Nigeria’s production is often marred by unrest in the Niger Delta, the country’s main oil-producing region, leading companies to declare force majeure, a legal step that protects them from liability when they can’t fulfill a contract for reasons beyond their control.
Royal Dutch Shell Plc had lifted force majeure and resumed production at the EA field in December after repairs were completed and also reopened the Nembe Creek oil pipeline
Oil production by the organisation of petroleum exporting countries (OPEC) plummeted less than 1 percent in December, the first month after the group refused to cut output as crude prices tumbled.
Output by the OPEC fell 122,000 barrels a day, or 0.4 percent, to 30.239 million during the month following declines in Saudi Arabia, Libya and the United Arab Emirates, according to Bloomberg survey of oil companies, producers and analysts.
OPEC’s November’s total output was revised 199,000 barrels a day lower to 30.361 million because of changes to Iraqi, Kuwaiti, Nigerian and Ecuadorean estimates.
OPEC ministers are scheduled to convene June 5 in Vienna to discuss oil output and possibly take measures to stabilise shrinking oil prices which is badly hurting economy of unstable nations like Nigeria.
OPEC left its production quotas unchanged at a Nov. 27 meeting in Vienna, prompting speculation that the group will let crude slide low enough to slow U.S. production that’s climbed to the highest level in three decades.

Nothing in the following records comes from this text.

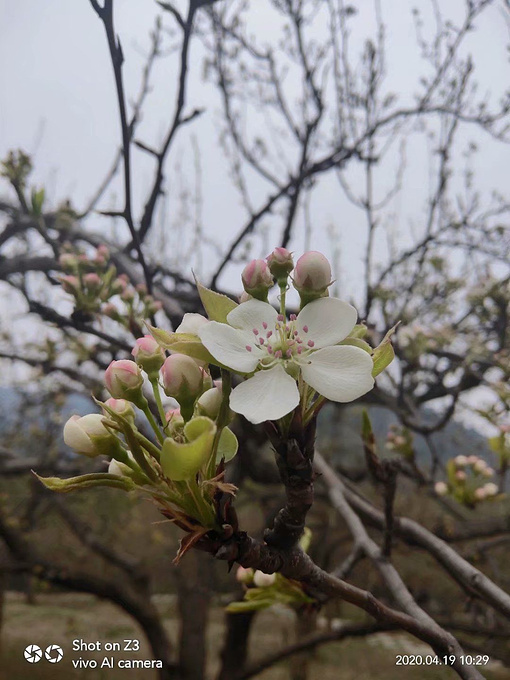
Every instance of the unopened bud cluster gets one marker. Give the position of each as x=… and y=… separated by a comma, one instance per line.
x=467, y=481
x=311, y=275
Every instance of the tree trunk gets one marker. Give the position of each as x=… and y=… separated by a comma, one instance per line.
x=193, y=598
x=235, y=649
x=3, y=587
x=305, y=625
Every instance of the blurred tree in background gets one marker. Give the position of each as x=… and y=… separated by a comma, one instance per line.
x=306, y=111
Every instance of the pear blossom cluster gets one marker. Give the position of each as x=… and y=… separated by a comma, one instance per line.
x=96, y=287
x=289, y=359
x=275, y=365
x=182, y=464
x=468, y=481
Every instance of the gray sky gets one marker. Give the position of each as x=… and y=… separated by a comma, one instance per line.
x=59, y=103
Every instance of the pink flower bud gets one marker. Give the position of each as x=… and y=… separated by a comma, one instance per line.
x=128, y=295
x=120, y=406
x=257, y=279
x=124, y=380
x=92, y=281
x=441, y=488
x=244, y=575
x=153, y=306
x=479, y=466
x=262, y=580
x=70, y=284
x=312, y=273
x=103, y=251
x=67, y=261
x=149, y=355
x=280, y=264
x=118, y=286
x=491, y=489
x=88, y=436
x=110, y=310
x=182, y=379
x=209, y=403
x=114, y=468
x=480, y=494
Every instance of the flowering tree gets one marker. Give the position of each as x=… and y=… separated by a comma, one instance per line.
x=274, y=365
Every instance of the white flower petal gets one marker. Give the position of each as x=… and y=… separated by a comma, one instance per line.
x=341, y=373
x=228, y=346
x=268, y=395
x=252, y=314
x=328, y=320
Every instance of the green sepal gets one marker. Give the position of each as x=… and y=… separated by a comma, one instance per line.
x=86, y=482
x=182, y=460
x=384, y=353
x=227, y=445
x=216, y=305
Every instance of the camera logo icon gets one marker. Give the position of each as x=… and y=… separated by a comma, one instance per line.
x=54, y=653
x=33, y=653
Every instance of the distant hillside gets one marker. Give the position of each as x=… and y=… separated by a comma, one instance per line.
x=340, y=427
x=339, y=430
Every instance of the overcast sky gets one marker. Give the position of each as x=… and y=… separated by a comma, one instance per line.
x=58, y=102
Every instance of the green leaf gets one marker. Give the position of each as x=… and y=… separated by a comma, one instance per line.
x=357, y=342
x=182, y=460
x=215, y=304
x=367, y=433
x=227, y=446
x=359, y=331
x=182, y=343
x=86, y=482
x=383, y=354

“Ultimately the big producers will make significant cuts to support prices,” Dan Heckman, Kansas City, Missouri-based national investment consultant at U.S. Bank Wealth Management, said.
His firm oversees about $120 billion. “It will take time to work off this huge supply glut.”
Saudi Arabia trimmed output by 150,000 barrels a day to average 9.5 million last month, the biggest decline.
The 300,000-barrel-a-day Khafji offshore fields in the Saudi Arabian-Kuwaiti neutral zone were shut Oct. 16 because of environmental concerns.
“For a long time OPEC, in particular the Saudis, has been the swing producer,” Adam Wise, who helps run a $6 billion oil and gas bond portfolio as a managing director at John Hancock in Boston, said.
Libyan output fell 130,000 barrels a day to 450,000 in December, the lowest level since July. Production has slumped since the 2011 rebellion that ended Muammar Qaddafi’s 42-year rule.